第254話 恐慌禁死のかくれんぼ7
「お、来たな」
栞と篤が現場にようやく到着した。既に周囲は封鎖されており、人の気配はほとんどない。現場のお化け屋敷の両隣にある建物の中にいた人たちも一時的に避難している状況だ。
「お待たせしました」
「いや、大丈夫だ。まだこっちも残りの霊能者を待ってる状況だからな」
そういうと神城当弥は電子タバコを口に咥え、少量の煙を鼻から出している。その独特の臭いに思わず栞が顔をしかめると当弥は苦笑いをした。
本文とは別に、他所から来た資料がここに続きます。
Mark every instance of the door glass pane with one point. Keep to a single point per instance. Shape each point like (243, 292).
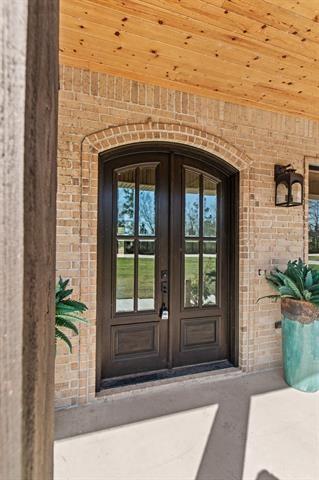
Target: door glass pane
(146, 275)
(191, 204)
(209, 207)
(209, 273)
(313, 217)
(191, 269)
(147, 201)
(125, 276)
(125, 202)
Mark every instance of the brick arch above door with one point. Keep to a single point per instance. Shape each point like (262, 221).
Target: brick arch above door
(95, 143)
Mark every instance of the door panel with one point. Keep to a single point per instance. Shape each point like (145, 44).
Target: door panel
(199, 312)
(164, 241)
(135, 245)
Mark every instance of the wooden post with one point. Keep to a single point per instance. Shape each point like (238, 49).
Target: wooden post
(28, 138)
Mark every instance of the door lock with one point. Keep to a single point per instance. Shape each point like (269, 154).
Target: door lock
(164, 312)
(164, 287)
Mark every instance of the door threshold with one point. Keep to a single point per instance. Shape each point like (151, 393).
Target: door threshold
(143, 379)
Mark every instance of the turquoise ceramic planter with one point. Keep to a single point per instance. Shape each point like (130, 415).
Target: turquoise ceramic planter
(300, 345)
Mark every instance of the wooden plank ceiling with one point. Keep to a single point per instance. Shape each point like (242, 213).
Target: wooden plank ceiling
(256, 52)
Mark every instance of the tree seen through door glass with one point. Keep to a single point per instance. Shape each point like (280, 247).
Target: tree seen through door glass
(200, 230)
(209, 272)
(135, 261)
(191, 262)
(209, 208)
(125, 276)
(125, 202)
(191, 204)
(147, 201)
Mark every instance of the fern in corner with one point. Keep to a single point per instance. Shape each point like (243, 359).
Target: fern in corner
(66, 311)
(299, 281)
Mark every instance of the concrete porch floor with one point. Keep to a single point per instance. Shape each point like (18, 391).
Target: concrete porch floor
(247, 427)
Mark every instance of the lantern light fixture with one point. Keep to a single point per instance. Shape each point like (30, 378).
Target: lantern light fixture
(289, 186)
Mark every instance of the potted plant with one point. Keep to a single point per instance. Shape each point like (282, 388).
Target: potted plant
(298, 288)
(65, 312)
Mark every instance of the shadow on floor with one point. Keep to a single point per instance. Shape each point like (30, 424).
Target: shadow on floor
(224, 455)
(265, 475)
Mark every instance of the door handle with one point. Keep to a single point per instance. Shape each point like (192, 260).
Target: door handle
(164, 287)
(164, 312)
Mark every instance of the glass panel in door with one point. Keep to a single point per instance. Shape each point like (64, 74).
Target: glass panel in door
(200, 239)
(136, 239)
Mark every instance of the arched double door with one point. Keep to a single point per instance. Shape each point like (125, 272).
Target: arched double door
(167, 254)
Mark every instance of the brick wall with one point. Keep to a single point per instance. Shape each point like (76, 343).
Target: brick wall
(99, 111)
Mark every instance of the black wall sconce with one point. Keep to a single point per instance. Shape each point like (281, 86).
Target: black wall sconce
(289, 186)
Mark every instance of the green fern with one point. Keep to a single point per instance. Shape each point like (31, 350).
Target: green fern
(299, 281)
(65, 310)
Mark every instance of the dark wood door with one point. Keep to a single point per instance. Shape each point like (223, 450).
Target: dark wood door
(163, 262)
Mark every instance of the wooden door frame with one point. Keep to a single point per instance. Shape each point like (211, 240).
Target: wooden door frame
(207, 159)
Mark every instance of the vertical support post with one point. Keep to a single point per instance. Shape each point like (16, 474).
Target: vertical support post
(28, 139)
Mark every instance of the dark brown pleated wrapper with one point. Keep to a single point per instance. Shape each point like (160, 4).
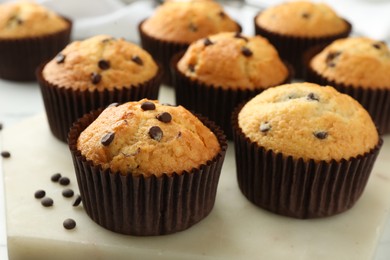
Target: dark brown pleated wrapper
(294, 187)
(375, 100)
(65, 105)
(163, 51)
(146, 206)
(214, 102)
(19, 58)
(292, 48)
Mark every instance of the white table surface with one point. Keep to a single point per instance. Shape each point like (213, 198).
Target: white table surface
(19, 101)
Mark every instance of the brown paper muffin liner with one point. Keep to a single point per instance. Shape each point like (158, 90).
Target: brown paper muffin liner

「悪いな。どうしても一服しないと集中力が保てなくてね」
「いえ、ただここ路上ですよ?」
「大丈夫、大丈夫。ポイ捨てしないから」
そういうとどこか軽い感じの笑みを当弥は浮かべた。
神城当弥。栞の母である沙織の実の兄であり、現在の刑事事件関係の仕事を一手に受けている人物。いつもどこか疲れたような顔でタバコを吸っている。とはいえ実力は確かだ。栞が霊視するためには対象に触り、数分近く時間をかけないといけないのだが、当弥はそれを触れただけで可能だ。
「あれ、空さんは?」
山城空。当弥さんの護衛であり、栞の父である和人の弟だ。元々格闘技をやっており、和人が最初に誘った人物でもある。その空がどこにもいない。
「どうしたんだい、栞ちゃん」
「ひぃ!? ちょ、なんで後ろにいるんですか」
後ろからいきなり声をかけられ、すぐに振り向くとニコニコと笑っているスーツの男性がいた。当弥よりも長身であり、いつも笑みを浮かべている。
「脅かさないで下さい」
「すまないね。一応周囲を調べていたんだ。どうしても周囲はビルに囲まれているから潜伏されていると面倒だろう?」
「それと脅かす事は繋がらないと思いますが……」
目を細めてそう言いながら栞は空を睨む。昔から悪戯好きのこの人がどうしても栞は苦手であった。もういい歳のはずなのにどうしてか子供っぽい所がある。とはいえ実力は本物だ。和人の作り上げた会社で間違いなくトップの実力者であり、神城の重要人物が外へ出る場合、必ず空が護衛に当たるくらいだ。
「篤君も久しぶりだね」
「お疲れ様です、空さん」
「ふむ、君も少し肩の力を抜きなよ。少なくとも周囲に怪しい設備、人物等はいなかった。そんなに緊張していると肝心な時に動けないよ?」
「は、はい。ご教示ありがとうございます」
とはいえ、篤が緊張するのも無理はない。いくら訓練を積んでいると言っても現場経験は浅く、常に周囲を警戒していないと落ち着かないのだ。そんな様子の篤を当弥は少し苦笑いしながら見て、そのまま視線を栞に移した。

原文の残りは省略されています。